A study carried out on the operational status of the over 5,000 kilometres of pipeline network belonging to the Nigerian National Petroleum Corporation (NNPC) across the country, has revealed that the pipeline network would need $12 billion to be replaced or $1.1 billion to be fixed.
Sponsored by the United Kingdom-funded Facility for Oil Sector Transparency and Reform in Nigeria (FOSTER), for the NNPC, the study was aimed at outlining an intervention plan to transform government-owned downstream oil pipelines into a proper business with incentives to attract private sector participation.
The report, which was obtained by newsmen, stated that product losses from vandalism on pipelines owned by the NNPC, as well as costs incurred by the corporation to repair them have been enormous, and suggested that they be segmented for either privatisation or commercialisation.
The study equally did a comparative study of pipeline commercialisation models for possible adoption, along with policy recommendations developed for commercialisation with guidelines for implementation.
However, the report did not cover the extensive upstream crude oil pipelines owned by oil producing companies and downstream gas pipelines in its study.
“The exact mechanical condition of the network is unknown, and it would cost more than $12 billion to replace the entire network today, and more than $1.1 billion to repair and inspect it comprehensively,” said the study.
It added: “The pipeline network is a worthy investment that is currently vastly under-utilised due to a myriad of problems. For efficient management and to encourage competition, the products pipelines can be divided into three sections: the Western, Eastern, and Northern sub-networks. Additionally, the upstream segment for supply of crude oil to the Kaduna refinery can be managed as a dedicated crude oil sub-network.”
According to the report, the Pipelines and Products Marketing Company (PPMC) – a subsidiary of the NNPC, which manages the lines have been unable to make the most of the pipeline network, which traverses the country, and consists of 4,315 kilometres of multi-product pipelines and 701 kilometres of crude oil pipelines.
“The pipelines are operated by Products and Pipelines Marketing Company (PPMC), and are utilised to transport crude oil from Warri to the Kaduna refinery, and to transport refined products (that is, premium motor spirit (PMS), automotive gas oil (AGO), dual purpose kerosene (DPK), and aviation turbine kerosene (ATK) nationwide.

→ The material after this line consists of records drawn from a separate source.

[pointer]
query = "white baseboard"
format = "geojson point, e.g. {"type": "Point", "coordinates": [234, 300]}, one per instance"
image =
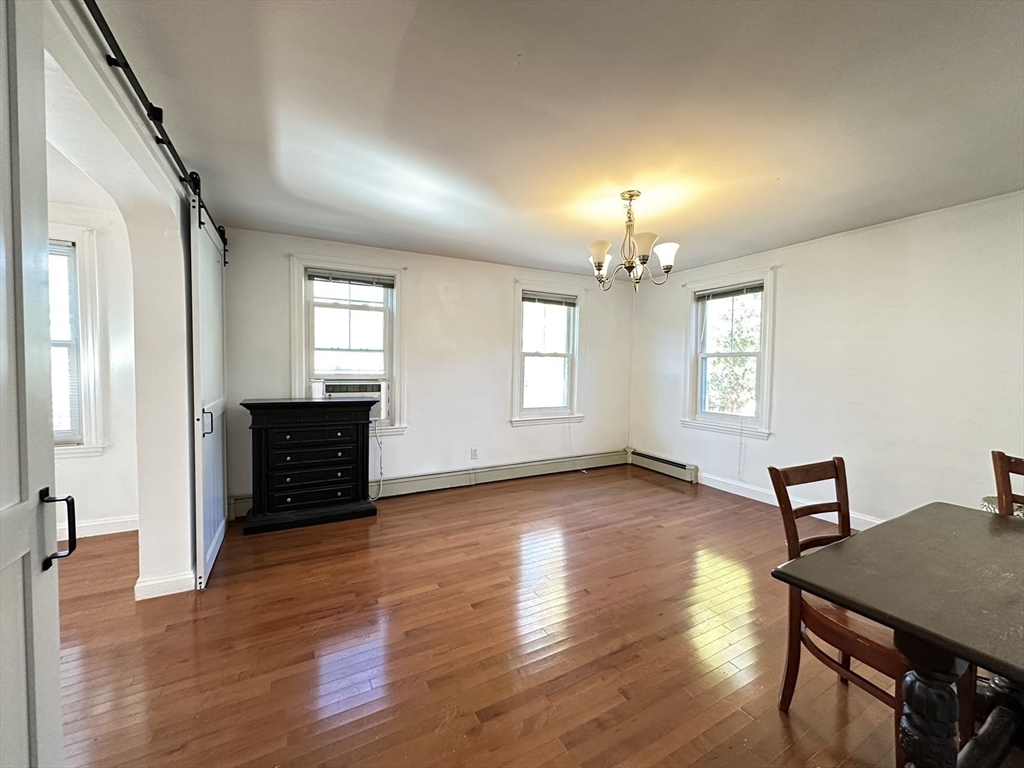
{"type": "Point", "coordinates": [687, 472]}
{"type": "Point", "coordinates": [99, 527]}
{"type": "Point", "coordinates": [146, 588]}
{"type": "Point", "coordinates": [239, 506]}
{"type": "Point", "coordinates": [857, 521]}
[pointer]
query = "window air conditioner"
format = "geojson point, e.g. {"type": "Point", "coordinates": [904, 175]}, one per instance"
{"type": "Point", "coordinates": [376, 389]}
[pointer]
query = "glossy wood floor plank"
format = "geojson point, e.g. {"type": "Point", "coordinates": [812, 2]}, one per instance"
{"type": "Point", "coordinates": [612, 617]}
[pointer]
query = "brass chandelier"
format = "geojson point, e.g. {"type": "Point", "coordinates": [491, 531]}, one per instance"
{"type": "Point", "coordinates": [635, 252]}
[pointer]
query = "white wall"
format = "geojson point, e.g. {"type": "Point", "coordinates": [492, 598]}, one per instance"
{"type": "Point", "coordinates": [899, 347]}
{"type": "Point", "coordinates": [457, 320]}
{"type": "Point", "coordinates": [105, 486]}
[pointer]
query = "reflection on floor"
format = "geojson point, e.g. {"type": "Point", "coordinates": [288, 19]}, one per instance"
{"type": "Point", "coordinates": [611, 617]}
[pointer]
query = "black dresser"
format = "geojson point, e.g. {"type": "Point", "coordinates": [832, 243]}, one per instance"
{"type": "Point", "coordinates": [310, 462]}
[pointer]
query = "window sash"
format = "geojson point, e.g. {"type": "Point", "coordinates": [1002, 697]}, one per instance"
{"type": "Point", "coordinates": [74, 434]}
{"type": "Point", "coordinates": [386, 309]}
{"type": "Point", "coordinates": [569, 355]}
{"type": "Point", "coordinates": [569, 368]}
{"type": "Point", "coordinates": [701, 299]}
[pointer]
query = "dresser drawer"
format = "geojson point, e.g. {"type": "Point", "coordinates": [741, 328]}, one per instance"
{"type": "Point", "coordinates": [313, 497]}
{"type": "Point", "coordinates": [315, 416]}
{"type": "Point", "coordinates": [283, 458]}
{"type": "Point", "coordinates": [325, 476]}
{"type": "Point", "coordinates": [281, 437]}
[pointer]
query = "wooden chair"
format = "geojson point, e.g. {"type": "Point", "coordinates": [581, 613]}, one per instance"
{"type": "Point", "coordinates": [1006, 466]}
{"type": "Point", "coordinates": [851, 635]}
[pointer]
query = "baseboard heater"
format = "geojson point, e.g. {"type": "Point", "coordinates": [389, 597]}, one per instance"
{"type": "Point", "coordinates": [686, 472]}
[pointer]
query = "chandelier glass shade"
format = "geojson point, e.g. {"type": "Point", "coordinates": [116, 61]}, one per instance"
{"type": "Point", "coordinates": [635, 253]}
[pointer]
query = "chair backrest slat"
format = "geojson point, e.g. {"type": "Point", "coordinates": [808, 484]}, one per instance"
{"type": "Point", "coordinates": [814, 509]}
{"type": "Point", "coordinates": [781, 480]}
{"type": "Point", "coordinates": [1006, 466]}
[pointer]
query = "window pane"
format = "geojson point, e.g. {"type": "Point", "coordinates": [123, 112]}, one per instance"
{"type": "Point", "coordinates": [331, 328]}
{"type": "Point", "coordinates": [60, 324]}
{"type": "Point", "coordinates": [545, 328]}
{"type": "Point", "coordinates": [368, 295]}
{"type": "Point", "coordinates": [545, 382]}
{"type": "Point", "coordinates": [368, 330]}
{"type": "Point", "coordinates": [733, 324]}
{"type": "Point", "coordinates": [60, 385]}
{"type": "Point", "coordinates": [326, 290]}
{"type": "Point", "coordinates": [729, 385]}
{"type": "Point", "coordinates": [334, 361]}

“The key challenges identified with PPMC operations of the pipelines under exclusive government ownership comprise, refinery operations: low availability of the refineries results in sub-optimal utilisation of the pipelines; security, pipelines vandalism, and theft of products: this is well entrenched in Nigeria; product pricing and downstream market regulations: these stifle private sector participation in the value chain, and related losses have been estimated at up to $15 billion per annum; poverty and chronic underdevelopment: this is partly responsible for the chronic incidences of vandalism and theft of products,” it explained.
It stated that while Nigeria faces challenges in its pipelines, pipeline transportation business has however been thriving in many countries, particularly the United States.
Nigeria, the report noted, still relies on expensive road tankers to take products across her length and breadth.
The study recommended that deregulating the downstream sector, and privatising or commercialising all its value chain, such as the refineries; pipelines network; pumping stations; and product storage depots, will ensure that the sector operates in a sustainable manner, such that market realities will keep its long-term viability.
According to the report, “Subsequent to their privatisation/commercialisation, fix/repair the four inland refineries and ensure they operate at optimum availabilities. If this is not achieved, it is unlikely that private investors will show a keen interest in acquiring/managing the pipeline network.
“Split the pipelines network into the indicated four segment sub-networks, i.e. Western, Eastern, Northern and Crude Oil, and privatise/commercialise each as distinct companies.
“Avoid the pitfalls associated with the privatisation of PHCN (Power Holding Company of Nigeria) assets in the electricity supply sector. Generate employment for the general public and the host communities via the pipelines privatisation/commercialisation process.”
On the issue of pipeline vandalism, the study stated that its severity was higher in the south than in the north, adding also that there is a ‘market’ for both crude and refinery products tapped from the pipelines.
It equally questioned the capacity of the PPMC to secure the lines, saying, “The responsibility for pipelines rests with PPMC. However, it appears that PPMC do not have a unit capable of managing the entire spectrum of pipeline operations, particularly those related to technical maintenance.
“Even basic security surveillance of the pipeline RoW is severely compromised. The opportunities that these technical and security-related operations offer to engage the communities on the pipeline RoW – and thereby improve government presence therein – are not maximised. Instead, only a token effort is made.”